Appointment of Church Emigration Agents

Appointment of Church Emigration Agents

This article originally appeared in Vol.62, No.2 (2015) of Pioneer Magazine.

by Fred E. Woods
Appointment of Church Emigration AgentsBritish converts were influenced by the excellent organization and dependability of their Church leaders, both at Liverpool and in Nauvoo. An agent was selected by Church leaders to carry out arrangements at Liverpool. In April 1841, an “Epistle of the Twelve” was published in the Millennial Star explaining that an agent had been appointed and listing the advantages of the Church-sanctioned appointment:
“We have found that there are so many ‘pick pockets and so many that will take every possible advantage of strangers, in Liverpool, that we have appointed Elder Amos Fielding, as the agent of the church, to superintend the fitting out of Saints from Liverpool to America. Whatever information the Saints may want about the preparations for a voyage, they are advised to call on Elder Fielding, at Liverpool, as their first movement, when they arrive there as emigrants. There are some brethren who have felt themselves competent to do their own business in these matters, and rather despising the counsel of their friends, have been robbed and cheated out of nearly all they had. A word of caution to the wise is sufficient.”
Furthermore, the letter continued:
“It is also a great saving to go in companies, instead of going individually. First, a company can charter a vessel, so as to make the passage much cheaper than otherwise. Secondly, provisions can be purchased at wholesale for a company much cheaper than otherwise. Thirdly, this will avoid bad company on the passage. Fourthly, when a company arrives in New Orleans they can charter a steam-boat so as to reduce the passage near one half. The measure will save some hundreds of pounds on each ship load. Fifthly, a man of experience can go as leader of each company, who will know how to avoid rogues and knaves.”1
Later, the Church also assigned agents at the ports of New Orleans and New York to meet the incoming Saints.
Despite the best efforts of leaders and the Saints themselves, the immigration process was rarely a flawless one, and challenges arose during and following Church members’ journeys to Nauvoo.
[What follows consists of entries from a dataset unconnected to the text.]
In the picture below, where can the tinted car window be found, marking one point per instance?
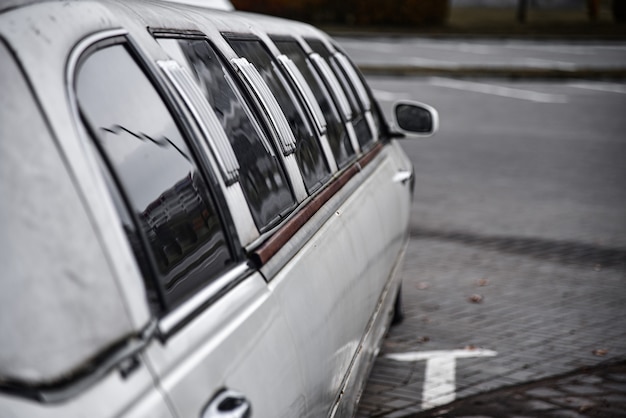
(359, 122)
(261, 176)
(336, 131)
(155, 168)
(309, 153)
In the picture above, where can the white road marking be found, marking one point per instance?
(607, 87)
(389, 96)
(439, 381)
(542, 63)
(495, 90)
(559, 49)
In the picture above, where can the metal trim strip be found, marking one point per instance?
(207, 121)
(269, 248)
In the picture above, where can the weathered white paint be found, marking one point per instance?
(496, 90)
(439, 380)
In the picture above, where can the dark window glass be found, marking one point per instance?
(375, 110)
(261, 176)
(147, 153)
(359, 122)
(309, 154)
(336, 130)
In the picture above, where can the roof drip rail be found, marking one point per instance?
(264, 96)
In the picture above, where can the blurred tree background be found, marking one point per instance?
(354, 12)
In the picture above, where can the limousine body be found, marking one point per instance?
(204, 213)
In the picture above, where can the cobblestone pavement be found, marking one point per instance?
(544, 314)
(597, 392)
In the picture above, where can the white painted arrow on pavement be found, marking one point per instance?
(439, 380)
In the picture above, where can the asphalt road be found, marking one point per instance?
(518, 239)
(489, 53)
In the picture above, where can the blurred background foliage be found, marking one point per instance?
(354, 12)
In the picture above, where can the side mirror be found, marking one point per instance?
(417, 119)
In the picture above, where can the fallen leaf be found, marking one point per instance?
(423, 285)
(586, 407)
(476, 298)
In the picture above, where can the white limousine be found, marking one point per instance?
(203, 214)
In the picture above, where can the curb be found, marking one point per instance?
(498, 72)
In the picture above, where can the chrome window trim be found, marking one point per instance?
(98, 200)
(215, 137)
(372, 125)
(262, 93)
(333, 84)
(309, 100)
(300, 239)
(181, 315)
(305, 93)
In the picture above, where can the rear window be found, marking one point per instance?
(309, 153)
(256, 154)
(155, 169)
(60, 302)
(363, 133)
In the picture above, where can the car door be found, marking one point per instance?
(224, 344)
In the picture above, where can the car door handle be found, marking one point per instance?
(403, 176)
(228, 404)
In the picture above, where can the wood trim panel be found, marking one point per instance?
(269, 248)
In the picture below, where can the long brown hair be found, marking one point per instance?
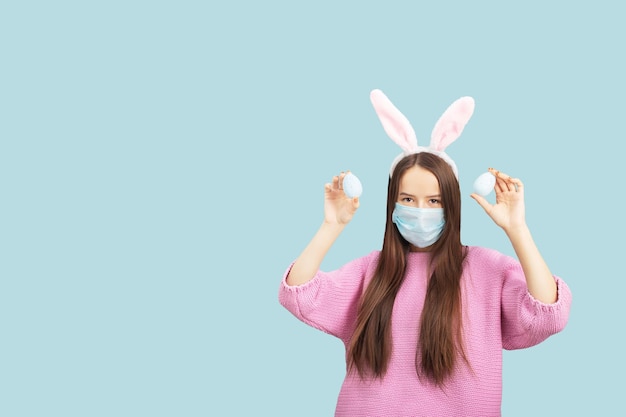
(440, 340)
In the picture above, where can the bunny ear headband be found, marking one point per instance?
(447, 129)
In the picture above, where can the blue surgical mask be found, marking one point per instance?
(420, 227)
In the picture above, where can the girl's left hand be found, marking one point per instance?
(508, 211)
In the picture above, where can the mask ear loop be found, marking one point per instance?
(447, 129)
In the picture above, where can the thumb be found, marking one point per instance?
(481, 201)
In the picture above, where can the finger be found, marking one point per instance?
(482, 201)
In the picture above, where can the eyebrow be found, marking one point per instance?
(428, 196)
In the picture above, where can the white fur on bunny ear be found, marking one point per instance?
(451, 123)
(394, 122)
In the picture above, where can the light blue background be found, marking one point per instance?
(162, 162)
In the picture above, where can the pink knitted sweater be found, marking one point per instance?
(498, 312)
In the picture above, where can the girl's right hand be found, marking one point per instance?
(338, 207)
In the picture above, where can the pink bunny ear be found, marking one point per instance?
(394, 122)
(451, 123)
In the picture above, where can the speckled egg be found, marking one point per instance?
(352, 186)
(484, 184)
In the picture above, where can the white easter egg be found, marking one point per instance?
(484, 184)
(352, 186)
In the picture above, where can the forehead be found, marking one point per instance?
(419, 181)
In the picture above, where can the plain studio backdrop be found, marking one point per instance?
(162, 163)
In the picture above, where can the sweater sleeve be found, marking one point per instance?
(329, 301)
(527, 321)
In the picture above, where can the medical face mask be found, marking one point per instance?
(420, 227)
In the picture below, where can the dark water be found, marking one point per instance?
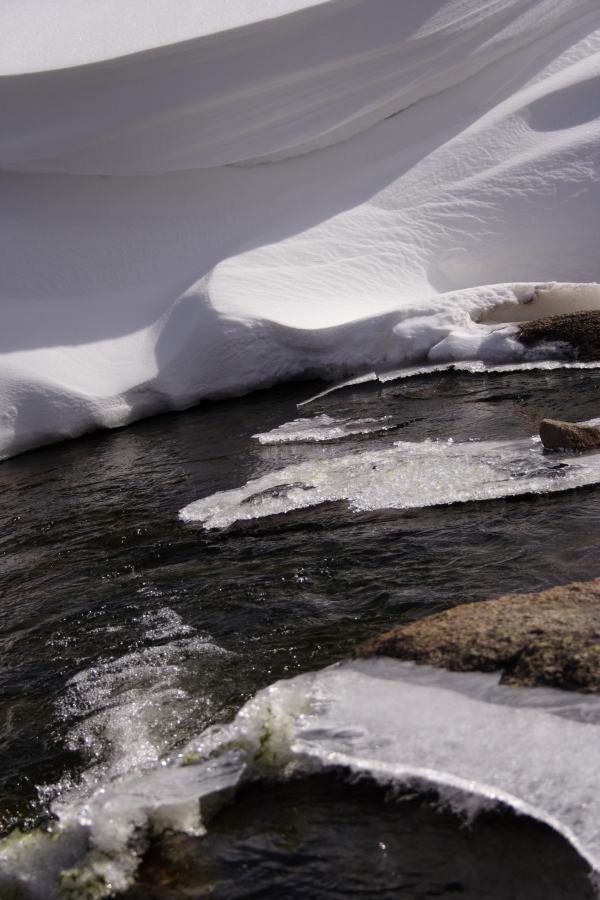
(167, 628)
(325, 839)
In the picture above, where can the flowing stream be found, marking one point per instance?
(126, 632)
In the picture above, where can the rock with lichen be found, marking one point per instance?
(558, 435)
(581, 330)
(550, 638)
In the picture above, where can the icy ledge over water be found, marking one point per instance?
(203, 198)
(406, 476)
(479, 744)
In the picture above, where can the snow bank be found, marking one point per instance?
(197, 202)
(479, 744)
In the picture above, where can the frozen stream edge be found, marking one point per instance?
(476, 742)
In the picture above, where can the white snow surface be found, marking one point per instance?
(478, 743)
(202, 198)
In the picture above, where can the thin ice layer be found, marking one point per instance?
(477, 743)
(320, 429)
(406, 476)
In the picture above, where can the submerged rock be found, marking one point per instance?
(558, 435)
(579, 329)
(550, 638)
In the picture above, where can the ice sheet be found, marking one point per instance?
(406, 476)
(479, 744)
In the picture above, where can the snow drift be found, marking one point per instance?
(200, 201)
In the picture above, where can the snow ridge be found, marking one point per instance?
(195, 275)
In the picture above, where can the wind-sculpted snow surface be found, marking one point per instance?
(202, 200)
(479, 744)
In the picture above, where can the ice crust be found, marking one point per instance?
(479, 744)
(406, 476)
(226, 195)
(323, 428)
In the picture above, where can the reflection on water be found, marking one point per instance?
(324, 838)
(94, 565)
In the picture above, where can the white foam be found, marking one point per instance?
(406, 476)
(456, 175)
(479, 744)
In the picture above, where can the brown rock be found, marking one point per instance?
(557, 435)
(550, 638)
(580, 329)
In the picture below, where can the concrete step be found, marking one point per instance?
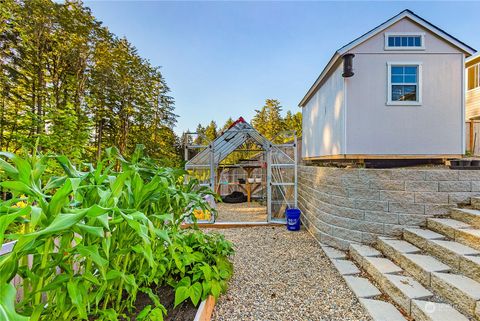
(401, 289)
(460, 289)
(456, 230)
(460, 257)
(431, 273)
(362, 287)
(433, 311)
(359, 251)
(475, 202)
(381, 311)
(368, 294)
(470, 216)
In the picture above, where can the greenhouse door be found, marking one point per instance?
(281, 179)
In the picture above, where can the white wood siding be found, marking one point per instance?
(324, 119)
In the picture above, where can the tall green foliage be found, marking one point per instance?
(94, 238)
(67, 80)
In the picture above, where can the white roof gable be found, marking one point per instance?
(402, 15)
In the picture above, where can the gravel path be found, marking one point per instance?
(281, 275)
(241, 212)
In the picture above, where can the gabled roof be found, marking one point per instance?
(472, 60)
(404, 14)
(232, 138)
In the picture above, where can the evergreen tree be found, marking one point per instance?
(68, 82)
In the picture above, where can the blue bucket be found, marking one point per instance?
(293, 219)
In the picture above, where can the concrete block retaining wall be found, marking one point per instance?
(344, 205)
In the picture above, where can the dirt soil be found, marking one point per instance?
(184, 312)
(241, 212)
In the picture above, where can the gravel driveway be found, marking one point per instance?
(282, 275)
(241, 212)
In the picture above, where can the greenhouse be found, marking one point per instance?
(243, 166)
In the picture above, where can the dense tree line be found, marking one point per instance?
(67, 82)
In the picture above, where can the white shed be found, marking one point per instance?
(395, 92)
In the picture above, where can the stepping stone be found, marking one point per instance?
(421, 266)
(446, 226)
(399, 245)
(467, 215)
(359, 252)
(420, 237)
(382, 311)
(450, 252)
(345, 267)
(433, 311)
(362, 287)
(461, 290)
(395, 248)
(380, 264)
(333, 253)
(470, 237)
(470, 266)
(403, 289)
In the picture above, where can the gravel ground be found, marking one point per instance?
(241, 212)
(281, 275)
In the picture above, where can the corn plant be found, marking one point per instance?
(94, 238)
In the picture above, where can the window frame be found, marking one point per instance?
(475, 67)
(391, 102)
(405, 34)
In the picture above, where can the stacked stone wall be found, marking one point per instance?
(344, 205)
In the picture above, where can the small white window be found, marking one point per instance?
(404, 83)
(404, 41)
(473, 74)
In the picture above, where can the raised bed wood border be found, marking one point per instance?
(226, 225)
(205, 309)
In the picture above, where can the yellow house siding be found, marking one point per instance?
(472, 103)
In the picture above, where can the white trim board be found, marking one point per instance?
(404, 14)
(418, 102)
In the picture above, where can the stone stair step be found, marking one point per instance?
(470, 266)
(393, 248)
(469, 216)
(422, 266)
(377, 266)
(446, 226)
(408, 257)
(475, 202)
(457, 230)
(359, 251)
(470, 237)
(459, 256)
(433, 311)
(362, 287)
(403, 289)
(463, 291)
(420, 237)
(345, 267)
(333, 253)
(381, 311)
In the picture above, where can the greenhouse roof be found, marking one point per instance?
(231, 139)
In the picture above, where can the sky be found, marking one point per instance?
(224, 59)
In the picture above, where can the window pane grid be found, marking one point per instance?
(404, 83)
(404, 41)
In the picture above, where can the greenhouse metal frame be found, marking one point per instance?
(281, 159)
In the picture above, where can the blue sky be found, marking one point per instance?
(224, 59)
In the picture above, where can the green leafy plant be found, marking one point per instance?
(96, 237)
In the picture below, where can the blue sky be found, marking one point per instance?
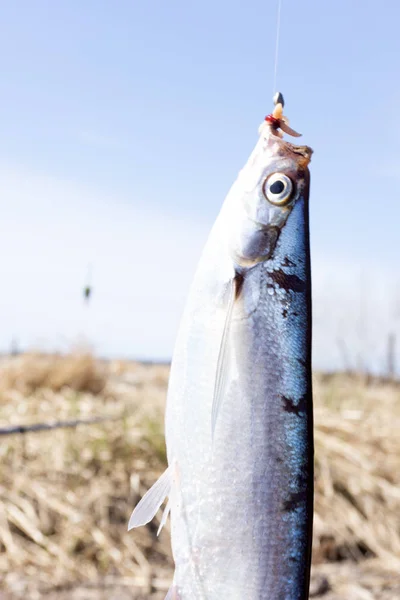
(123, 125)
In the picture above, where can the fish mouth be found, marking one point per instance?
(302, 153)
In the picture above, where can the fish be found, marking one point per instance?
(239, 416)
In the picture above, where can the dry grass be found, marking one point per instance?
(66, 496)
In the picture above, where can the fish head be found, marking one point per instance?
(273, 181)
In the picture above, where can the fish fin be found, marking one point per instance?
(164, 517)
(223, 358)
(151, 501)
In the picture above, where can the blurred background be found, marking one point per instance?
(123, 126)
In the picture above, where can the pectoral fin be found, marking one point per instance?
(149, 505)
(223, 363)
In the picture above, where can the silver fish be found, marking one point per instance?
(239, 425)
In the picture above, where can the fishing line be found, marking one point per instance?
(278, 31)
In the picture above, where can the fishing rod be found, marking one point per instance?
(68, 424)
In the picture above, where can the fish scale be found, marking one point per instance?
(239, 426)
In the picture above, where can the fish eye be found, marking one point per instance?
(278, 189)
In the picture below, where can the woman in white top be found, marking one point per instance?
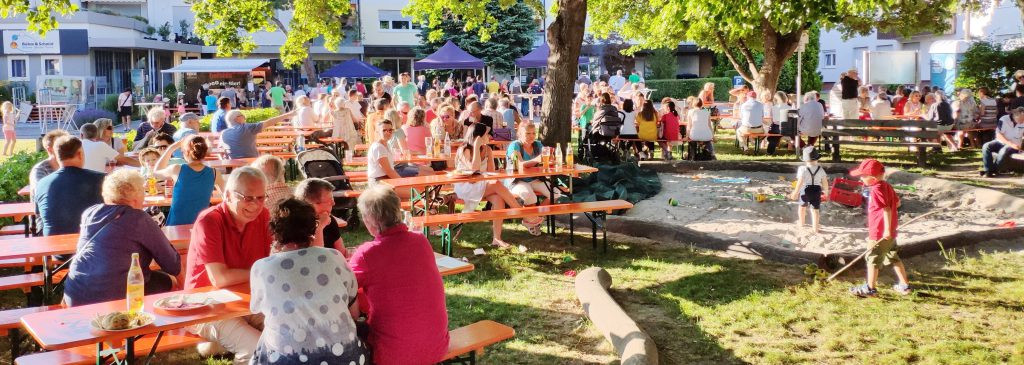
(966, 113)
(344, 123)
(881, 107)
(476, 156)
(700, 128)
(304, 114)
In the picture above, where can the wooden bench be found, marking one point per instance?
(835, 129)
(595, 211)
(10, 325)
(465, 342)
(85, 355)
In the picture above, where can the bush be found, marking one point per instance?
(252, 116)
(90, 115)
(684, 88)
(15, 172)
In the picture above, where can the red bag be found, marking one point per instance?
(847, 192)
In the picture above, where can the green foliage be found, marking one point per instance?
(684, 88)
(663, 64)
(986, 65)
(15, 171)
(41, 14)
(252, 116)
(230, 28)
(515, 33)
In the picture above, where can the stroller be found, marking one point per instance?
(323, 164)
(597, 143)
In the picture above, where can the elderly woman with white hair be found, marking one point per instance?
(240, 137)
(812, 114)
(396, 266)
(111, 233)
(305, 116)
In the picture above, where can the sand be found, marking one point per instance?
(726, 209)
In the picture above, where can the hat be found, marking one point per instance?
(869, 167)
(811, 154)
(187, 116)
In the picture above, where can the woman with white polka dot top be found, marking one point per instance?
(307, 295)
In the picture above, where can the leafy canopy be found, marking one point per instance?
(230, 28)
(39, 13)
(515, 30)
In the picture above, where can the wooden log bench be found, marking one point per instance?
(856, 131)
(595, 211)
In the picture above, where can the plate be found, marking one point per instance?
(141, 319)
(182, 302)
Those who gathered were warned by the First Presidency concerning false expectations:
“We would wish the Saints to understand that, when they come here, they must not expect perfection, or that all will be harmony, peace, and love; if they indulge these ideas, they will undoubtedly be deceived, for here there are persons, not only from different states, but from different nations, who, although they feel a great attachment to the cause of truth, have their prejudices.”

Excerpt from Fred E. Woods, “Gathering to Zion,” 48-63.
  1. “Epistle of the Twelve,” Millennial Star 1, no. 12 (April 1841): 311.